Open date: April 2, 2024

Most recent review date: Wednesday, Apr 17, 2024 at 11:59pm (Pacific Time)
Applications received after this date will be reviewed by the search committee if the position has not yet been filled.

Final date: Thursday, Oct 2, 2025 at 11:59pm (Pacific Time)
Applications will continue to be accepted until this date, but those received after the review date will only be considered if the position has not yet been filled.

Position description

Associate Specialist (50%) – Step 3

An Associate Specialist position is available in the Department of Medicine, Division of Pulmonary and Critical Care at the San Francisco VA in the laboratory of Dr. Mehrdad Arjomandi. Salary will be commensurate with the level of experience.

The Arjomandi lab’s focus is centered on the paradigm that respiratory exposures to pollutants and toxicants contribute to development and advancement of chronic lung diseases, and may further yield systemic effects well beyond lungs involving other organ systems. Under this paradigm, the research activities in the lab have focused on understanding the physiologic and immunologic mechanisms via which respiratory exposures contribute to chronic lung disease and how knowledge of these mechanisms could be translated into ways to better define, prognosticate, and manage disease burden at both individual and societal levels.

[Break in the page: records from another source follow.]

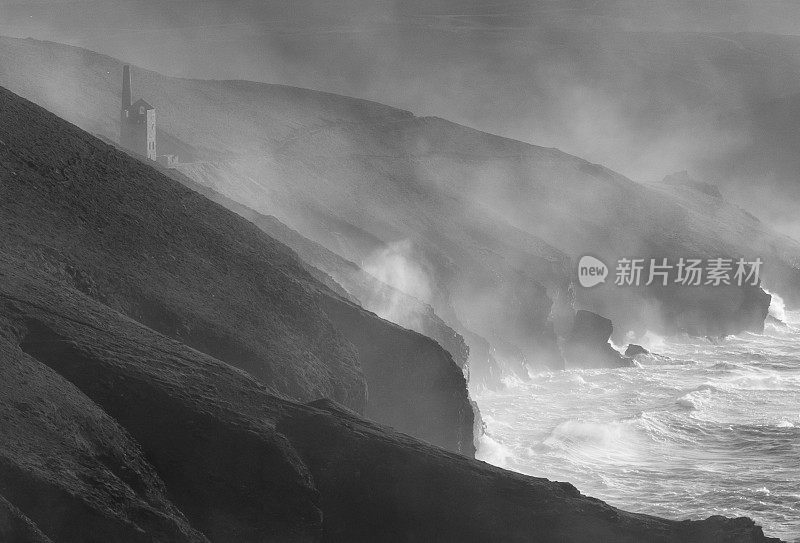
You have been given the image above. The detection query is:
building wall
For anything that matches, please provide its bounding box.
[120,107,158,160]
[145,109,158,160]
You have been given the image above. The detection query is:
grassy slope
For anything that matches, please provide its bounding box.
[0,40,800,372]
[0,81,473,454]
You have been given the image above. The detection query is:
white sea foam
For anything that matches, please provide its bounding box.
[477,310,800,541]
[475,433,514,468]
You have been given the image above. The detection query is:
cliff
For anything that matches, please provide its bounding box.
[0,85,473,455]
[0,35,800,377]
[0,85,784,543]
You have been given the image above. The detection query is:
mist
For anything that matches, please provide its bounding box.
[0,0,800,236]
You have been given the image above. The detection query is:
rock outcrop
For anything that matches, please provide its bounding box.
[564,309,631,368]
[0,85,473,455]
[12,40,800,380]
[625,343,650,358]
[0,84,780,543]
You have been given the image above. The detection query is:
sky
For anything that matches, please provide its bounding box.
[0,0,800,231]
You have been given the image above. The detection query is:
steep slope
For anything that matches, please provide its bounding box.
[162,169,469,367]
[0,82,473,454]
[0,255,776,543]
[0,40,800,373]
[0,82,774,543]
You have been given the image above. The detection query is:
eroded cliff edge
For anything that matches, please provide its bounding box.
[0,83,780,543]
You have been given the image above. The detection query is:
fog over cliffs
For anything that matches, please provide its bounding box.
[0,0,800,234]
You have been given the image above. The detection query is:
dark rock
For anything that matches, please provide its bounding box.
[0,72,780,543]
[0,88,472,454]
[564,309,631,368]
[625,343,650,358]
[278,400,780,543]
[0,496,52,543]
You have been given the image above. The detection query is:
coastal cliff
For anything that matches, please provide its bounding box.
[0,84,771,543]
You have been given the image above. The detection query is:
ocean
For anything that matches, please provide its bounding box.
[474,298,800,542]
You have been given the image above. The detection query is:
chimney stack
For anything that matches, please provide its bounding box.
[122,64,131,109]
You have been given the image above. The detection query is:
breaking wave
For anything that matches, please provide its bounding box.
[476,312,800,541]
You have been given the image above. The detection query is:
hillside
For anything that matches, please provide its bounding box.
[0,85,472,454]
[0,84,775,543]
[0,39,800,382]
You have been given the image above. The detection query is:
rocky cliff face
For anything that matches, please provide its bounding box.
[0,85,780,543]
[0,86,472,454]
[0,40,800,382]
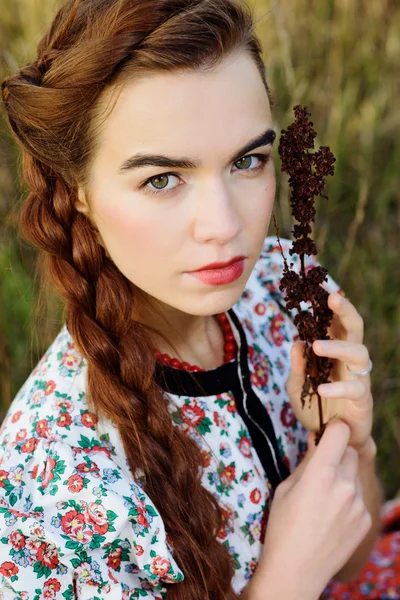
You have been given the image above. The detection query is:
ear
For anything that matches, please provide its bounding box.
[74,187,90,217]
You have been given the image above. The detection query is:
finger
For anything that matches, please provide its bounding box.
[308,419,351,469]
[356,475,364,498]
[317,379,369,401]
[286,432,317,486]
[339,446,358,481]
[328,292,364,343]
[312,340,369,371]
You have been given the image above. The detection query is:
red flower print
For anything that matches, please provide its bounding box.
[239,435,251,458]
[150,556,171,577]
[61,510,85,535]
[281,454,290,471]
[56,411,72,427]
[213,410,227,430]
[67,475,83,494]
[36,542,59,570]
[226,398,237,413]
[15,429,28,442]
[11,410,22,423]
[248,560,258,575]
[250,488,261,504]
[82,444,111,458]
[8,531,25,552]
[217,505,234,540]
[35,419,49,438]
[108,569,118,583]
[281,402,296,427]
[84,502,108,534]
[61,344,80,369]
[81,411,98,427]
[0,469,8,487]
[43,578,61,598]
[250,348,269,387]
[220,465,236,485]
[136,500,149,529]
[270,314,285,346]
[21,438,39,454]
[179,404,205,427]
[76,462,100,476]
[25,538,43,560]
[107,548,122,571]
[44,381,57,396]
[40,457,57,488]
[254,302,267,315]
[0,561,19,579]
[200,450,211,467]
[240,471,254,485]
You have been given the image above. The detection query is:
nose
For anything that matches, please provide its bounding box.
[193,180,243,244]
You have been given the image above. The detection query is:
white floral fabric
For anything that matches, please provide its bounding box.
[0,237,341,600]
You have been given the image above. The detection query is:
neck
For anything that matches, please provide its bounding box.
[137,300,224,370]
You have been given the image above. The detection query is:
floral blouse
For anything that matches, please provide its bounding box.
[0,237,396,600]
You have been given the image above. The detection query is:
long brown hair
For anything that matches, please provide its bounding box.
[2,0,273,600]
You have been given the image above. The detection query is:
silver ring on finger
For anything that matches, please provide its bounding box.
[345,359,373,377]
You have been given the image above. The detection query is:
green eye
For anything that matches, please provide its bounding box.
[150,175,168,190]
[235,155,252,169]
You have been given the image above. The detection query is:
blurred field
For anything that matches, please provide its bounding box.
[0,0,400,498]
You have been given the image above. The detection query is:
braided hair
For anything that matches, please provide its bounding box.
[2,0,273,600]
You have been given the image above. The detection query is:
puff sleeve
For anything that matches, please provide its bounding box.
[0,436,183,600]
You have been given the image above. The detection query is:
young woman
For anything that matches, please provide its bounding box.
[0,0,398,600]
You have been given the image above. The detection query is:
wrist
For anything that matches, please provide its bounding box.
[240,562,325,600]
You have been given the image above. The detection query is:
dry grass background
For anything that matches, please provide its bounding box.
[0,0,400,498]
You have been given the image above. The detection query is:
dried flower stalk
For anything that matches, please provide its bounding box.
[274,105,336,443]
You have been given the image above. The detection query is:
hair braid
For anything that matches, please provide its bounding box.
[21,155,238,600]
[2,0,273,600]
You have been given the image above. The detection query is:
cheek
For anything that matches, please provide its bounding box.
[96,200,173,283]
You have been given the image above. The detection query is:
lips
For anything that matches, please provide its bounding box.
[190,256,246,273]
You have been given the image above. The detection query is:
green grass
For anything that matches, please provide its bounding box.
[0,0,400,498]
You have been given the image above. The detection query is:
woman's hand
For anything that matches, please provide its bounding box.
[258,419,372,599]
[286,293,373,452]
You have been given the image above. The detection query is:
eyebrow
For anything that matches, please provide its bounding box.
[118,129,276,174]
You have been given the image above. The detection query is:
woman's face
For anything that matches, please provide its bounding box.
[77,54,275,315]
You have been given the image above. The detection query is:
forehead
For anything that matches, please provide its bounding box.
[93,54,271,165]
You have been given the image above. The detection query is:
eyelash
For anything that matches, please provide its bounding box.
[139,154,271,196]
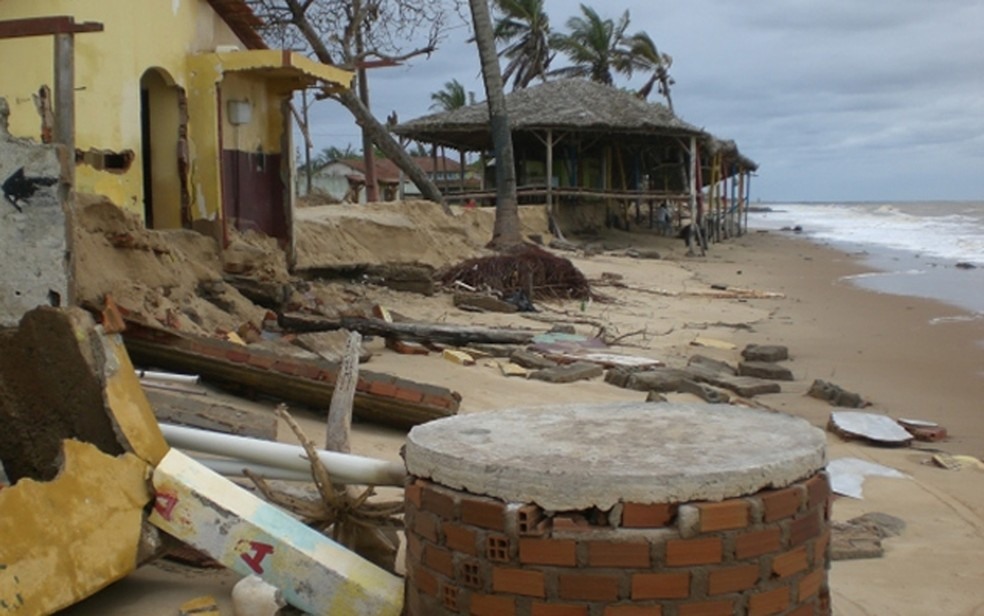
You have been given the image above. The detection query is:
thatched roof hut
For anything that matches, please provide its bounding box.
[393,79,709,151]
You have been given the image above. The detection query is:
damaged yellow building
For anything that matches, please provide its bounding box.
[0,0,352,250]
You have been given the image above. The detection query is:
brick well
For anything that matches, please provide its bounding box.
[406,405,831,616]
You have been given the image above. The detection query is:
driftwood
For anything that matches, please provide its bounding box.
[279,313,539,346]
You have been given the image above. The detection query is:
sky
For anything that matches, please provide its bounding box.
[300,0,984,202]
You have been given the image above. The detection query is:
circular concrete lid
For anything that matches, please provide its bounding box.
[406,402,826,511]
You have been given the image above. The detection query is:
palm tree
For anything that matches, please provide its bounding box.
[468,0,523,250]
[492,0,554,90]
[548,4,632,85]
[431,79,468,192]
[623,32,675,111]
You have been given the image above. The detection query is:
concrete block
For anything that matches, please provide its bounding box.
[0,440,152,614]
[150,450,403,616]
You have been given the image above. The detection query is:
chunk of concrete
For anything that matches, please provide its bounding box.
[530,361,605,383]
[741,344,789,362]
[150,450,403,616]
[738,361,793,381]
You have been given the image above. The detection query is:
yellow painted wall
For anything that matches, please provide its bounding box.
[0,0,242,218]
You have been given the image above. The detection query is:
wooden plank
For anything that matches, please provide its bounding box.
[144,389,277,441]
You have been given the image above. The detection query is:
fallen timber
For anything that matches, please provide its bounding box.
[278,312,540,346]
[123,321,461,429]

The overall goals of the projects related to this position are to understand the cardiopulmonary physiological changes associated with inhalational exposure to airborne hazards and the pathophysiology and biology associated with those changes.

Job Requirements:

• Must hold a master’s degree (or equivalent degree) or five to ten years of experience in the relevant specialization.
• Expertise in clinical/translational research with demonstrated skills to lead research projects independently, along with general direction, to execute, manage, and coordinate research protocols, as directed by the Principal Investigator (PI).
• Experience with the guidelines of academic clinical research protocols and regulating agency policies.
• Experience with handling of human biological samples including blood, sputum, and bronchoalveolar lavage.
• Experience data collection, management, analysis, interpretation, and dissemination in the form of scientific abstracts, presentations, and writing under the supervision of PI.
• Excellent written and oral communication skills. Actively participate in writing journal articles and grant proposals.
• Work independently and as part of a team, collaborating with others.
• Strong statistical and analytical skills.
• Have at least two years of availability.

Key responsibilities:

• Supporting the management of the tasks of clinical research studies assigned to them, depending on their size and complexity.
• Manage Investigator’s protocols in the Institutional Review Board online system, as well as renewals and modifications of protocol applications and the implementation of new studies.
• Participate in the review and writing of protocols to ensure institutional review board approval within university compliance. Help assure compliance with all relevant regulatory agencies.
• Implement and maintain periodic quality control procedures.
• Recruiting, screening, coordinating visits of human subjects.
• Administering questionnaires and entering and maintaining accurate data records.
• Performance of spirometry tests, vital signs measurements, cardiopulmonary exercise testing, controlled human exposure studies, sputum induction, and processing, storing, and shipping of biological samples obtained by phlebotomy, sputum induction or bronchoscopy.
• Monitoring and documenting the general well-being of the participant during their study participation.
• Manage and report on study results; create, clean, update, and manage databases and comprehensive datasets and reports. Oversee study data integrity, management, analysis, and interpretation.
• Act as intermediary between services and departments while overseeing data and specimen management. Interface with departments to obtain UCSF approval prior to study initiation; maintain all regulatory documents.
• Report study progress to investigators and prepare scientific presentations in form of abstracts, presentations, and manuscripts.
• Assist with training of research support staff including clinical research coordinators and research specialist under PI oversight.
• Assist in writing scientific grants.
• Perform other duties as assigned.

Please apply online at Applicants’ materials must list current and/or pending qualifications upon submission.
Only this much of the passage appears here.